Cet article me hante depuis des mois. Accompagnée de la meilleure des compagnies, je suis allée chez Ludovic Turac en mars. 5 mois plus tard, sans cesser d’y penser, j’étais incapable d’écrire un seul mot. Le vrai symptôme de la page blanche….
Et puis, la France a gagné la coupe du monde de football. Et ce jour là, j’ai compris pourquoi je n’arrivais pas à vous raconter mon expérience chez Ludovic Turac, et j’ai aussi décidé d’essayer quand même.
Amuse-bouche
Quand j’étais petite, mes grands-parents avaient une place très importante dans ma vie. Ils habitaient juste à côté de chez nous et j’y ai passé des heures et des jours entiers. L’histoire classique, vous connaissez ? “C’est ma grand-mère qui m’a fait aimer la cuisine”.
En vrai, ça serait un peu limitant de le dire comme ça, mais disons que ma grand-mère m’a fait découvrir tout un tas d’émotions culinaires (pendant que mon grand-père me formait à la critique sportive télévisuelle).
Ils avaient aussi un chalet dans les Alpes où nous allions en été. Un chalet qui sentait bon le bois, qui craquait de temps en temps, avec un terrain casse gueule en pente rempli de fraises sauvages, de lavande et de pissenlits, et une boîte (que dis-je? un SEAU!) remplie de Legos pour quand il pleuvait.

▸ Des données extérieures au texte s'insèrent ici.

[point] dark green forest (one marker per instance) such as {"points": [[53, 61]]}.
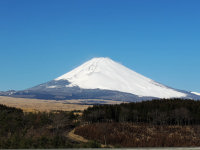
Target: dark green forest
{"points": [[158, 112], [19, 129]]}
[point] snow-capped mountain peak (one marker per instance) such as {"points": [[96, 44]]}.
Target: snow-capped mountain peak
{"points": [[104, 73], [196, 93]]}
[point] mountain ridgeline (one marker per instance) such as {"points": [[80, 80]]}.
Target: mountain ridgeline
{"points": [[102, 78]]}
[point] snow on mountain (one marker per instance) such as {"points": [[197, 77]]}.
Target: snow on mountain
{"points": [[104, 73], [196, 93]]}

Bref, le paradis de l’enfance.
Mon grand père nous a quittés il y a 3 ans, et son départ m’a énormément bouleversée. Le chalet des Alpes, bien que toujours “actif”, est condamné à une mort certaine dans les années à venir.

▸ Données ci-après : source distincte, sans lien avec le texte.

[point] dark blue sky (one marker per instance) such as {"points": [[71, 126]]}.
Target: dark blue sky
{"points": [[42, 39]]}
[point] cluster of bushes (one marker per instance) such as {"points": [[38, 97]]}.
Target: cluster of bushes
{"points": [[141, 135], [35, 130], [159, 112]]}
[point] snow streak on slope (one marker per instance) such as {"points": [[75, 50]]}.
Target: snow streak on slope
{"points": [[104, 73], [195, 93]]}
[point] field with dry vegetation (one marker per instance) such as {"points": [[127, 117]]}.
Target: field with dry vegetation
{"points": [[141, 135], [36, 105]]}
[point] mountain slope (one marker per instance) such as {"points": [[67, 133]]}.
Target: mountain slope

Alors, nous avons décidé d’y aller, ce week-end du 14 juillet où la France a gagné la coupe du monde. Le dimanche, avant de rentrer chez nous, nous avons regardé le match avec ma grand-mère, mon mari, ma fille, et une vieille télé. On recevait le signal par une antenne qu’il fallait bouger sur la fenêtre en fonction de la position des nuages.
Nous avons crié à chaque but. Nous avons dansé à la victoire. Nous étions heureux. On venait de vivre un moment historique.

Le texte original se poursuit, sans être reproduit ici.